This very beautiful fukusa has a large embroidered design of the famed "Legend of Takasago" - see footnote. On this piece Jou, the old man, is carrying a rake and a fan - both made from couched gold thread. Uba, the old woman, carries her broom which is also of couched gold thread. Their garments are made from a variety of colored threads - some couched some of free embroidery.
Behind the two is a large gnarled pine tree soaring over their heads - its trunk and limbs made with couched gold thread and the needles made with pale yellow and green threads. The fukusa measures 29" by 27 1/2". It is in very fine condition - the border of orangish gold silk shows considerable wear - however the main scene is in excellent shape. When matted and framed these border issues could be covered and the entire fukusa would be quite spectacular. (We have three other fukusa in our personal collection and all have framed out beautifully.) We date it to the late Edo to early Meiji period, circa 1840s - 1880s.
Footnote: Takasago, the legend of the contented couple, is one of Japan's oldest and is performed in the Noh Theater story by the same name. Takasago is actually the location of the tale. The old man is called Jou and the old woman Uba, and as a couple they are called Jotomba. Deeply devoted in life, the old couple passed away within moments of each other and their spirits were transformed into pine trees: he a black pine and she a red. They are most commonly depicted with a pine tree in the background.
Jou is always shown to carry a rake and Uba a broom. As she sweeps away all sorrow and ill fortune, Jou takes care to rake in the blessings of the past. They are an excellent reminder of the joy and contentment that comes from striving through life's challenges in a devoted and loving relationship. This makes them ideally suited to be placed on display for all new undertakings. You will find their images portrayed at weddings, anniversaries, and New Year celebrations.
The fukusa was made with a combination of embroidered techniques. Couched gold-work is the art of embroidery using metal threads. It is particularly prized for the way light plays on it. The term "gold-work" is used even when the threads are imitation gold, silver, or copper. The metal wires used to make the threads have never been entirely gold; they have always been gold-coated silver (silver-gilt) or cheaper metals, and even then the "gold" often contains a very low percent of real gold. Most metal threads are available in silver and sometimes copper as well as gold; some are available in colors as well.
Goldwork is always surface embroidery and free embroidery; the vast majority is a form of laid work or couching; that is, the gold threads are held onto the surface of the fabric by a second thread, usually of fine silk. The ends of the thread, depending on type, are simply cut off, or are pulled through to the back of the embroidery and carefully secured with the couching thread.

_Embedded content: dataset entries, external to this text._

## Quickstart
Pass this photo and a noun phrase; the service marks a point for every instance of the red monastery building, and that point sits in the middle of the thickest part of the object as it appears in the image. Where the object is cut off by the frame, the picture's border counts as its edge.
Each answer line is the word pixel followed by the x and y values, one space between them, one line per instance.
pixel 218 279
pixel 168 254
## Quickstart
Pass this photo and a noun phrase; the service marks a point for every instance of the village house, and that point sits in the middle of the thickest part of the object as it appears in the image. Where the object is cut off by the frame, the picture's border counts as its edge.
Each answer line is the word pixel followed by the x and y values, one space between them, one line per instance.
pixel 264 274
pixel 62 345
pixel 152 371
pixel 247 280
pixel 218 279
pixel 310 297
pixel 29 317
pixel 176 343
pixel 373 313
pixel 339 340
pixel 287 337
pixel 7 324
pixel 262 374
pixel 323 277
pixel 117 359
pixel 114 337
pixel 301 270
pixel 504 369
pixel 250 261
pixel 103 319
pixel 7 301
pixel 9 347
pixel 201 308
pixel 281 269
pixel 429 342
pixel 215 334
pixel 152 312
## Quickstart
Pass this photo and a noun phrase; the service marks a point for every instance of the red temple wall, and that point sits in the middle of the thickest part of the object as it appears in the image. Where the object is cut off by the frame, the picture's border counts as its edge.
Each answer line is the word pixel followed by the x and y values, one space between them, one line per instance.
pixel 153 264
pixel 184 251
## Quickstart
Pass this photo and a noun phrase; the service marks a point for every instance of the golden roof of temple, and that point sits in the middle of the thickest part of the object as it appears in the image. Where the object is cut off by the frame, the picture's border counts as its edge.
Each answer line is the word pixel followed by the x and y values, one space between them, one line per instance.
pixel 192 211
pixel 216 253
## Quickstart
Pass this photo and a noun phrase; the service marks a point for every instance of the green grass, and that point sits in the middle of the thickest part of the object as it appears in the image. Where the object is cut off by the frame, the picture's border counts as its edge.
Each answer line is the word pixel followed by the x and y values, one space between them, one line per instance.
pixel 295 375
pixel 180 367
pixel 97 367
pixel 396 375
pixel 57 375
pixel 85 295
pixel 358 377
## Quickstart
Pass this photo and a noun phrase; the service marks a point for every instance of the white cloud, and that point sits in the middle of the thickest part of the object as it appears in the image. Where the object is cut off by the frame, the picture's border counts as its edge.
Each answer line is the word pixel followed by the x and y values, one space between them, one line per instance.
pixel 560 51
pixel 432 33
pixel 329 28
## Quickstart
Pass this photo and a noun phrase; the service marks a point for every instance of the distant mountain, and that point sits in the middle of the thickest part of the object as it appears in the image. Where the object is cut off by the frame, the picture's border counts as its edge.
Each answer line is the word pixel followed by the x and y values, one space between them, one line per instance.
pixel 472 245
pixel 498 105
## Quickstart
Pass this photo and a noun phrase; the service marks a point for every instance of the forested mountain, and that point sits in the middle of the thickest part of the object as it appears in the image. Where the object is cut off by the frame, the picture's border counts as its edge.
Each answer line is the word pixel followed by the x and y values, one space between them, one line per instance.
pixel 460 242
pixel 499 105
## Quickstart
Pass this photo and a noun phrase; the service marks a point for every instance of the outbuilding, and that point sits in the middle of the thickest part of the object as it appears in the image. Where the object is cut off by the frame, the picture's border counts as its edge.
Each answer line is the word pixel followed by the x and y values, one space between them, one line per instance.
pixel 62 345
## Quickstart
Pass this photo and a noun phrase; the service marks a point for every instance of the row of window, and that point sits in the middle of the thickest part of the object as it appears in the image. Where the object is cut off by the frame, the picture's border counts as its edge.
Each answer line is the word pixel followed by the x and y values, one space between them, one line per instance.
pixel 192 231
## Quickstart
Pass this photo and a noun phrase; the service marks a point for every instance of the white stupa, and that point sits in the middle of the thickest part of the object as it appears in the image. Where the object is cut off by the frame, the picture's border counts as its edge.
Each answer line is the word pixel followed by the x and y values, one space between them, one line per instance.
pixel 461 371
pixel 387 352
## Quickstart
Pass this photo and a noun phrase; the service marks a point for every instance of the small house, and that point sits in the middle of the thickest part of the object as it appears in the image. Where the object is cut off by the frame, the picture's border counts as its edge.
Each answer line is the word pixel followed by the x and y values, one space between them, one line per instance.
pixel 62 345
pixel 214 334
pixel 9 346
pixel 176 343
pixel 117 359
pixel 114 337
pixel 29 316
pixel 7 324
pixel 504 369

In embroidery, couching and laid work are techniques in which yarn or other materials are laid across the surface of the ground fabric and fastened in place with small stitches of the same or a different yarn. The couching threads may be either the same color as the laid threads or a contrasting color. When couching threads contrast with laid threads, patterns may be worked in the couching stitches. Couching is also characteristic of Japanese metal-thread embroidery.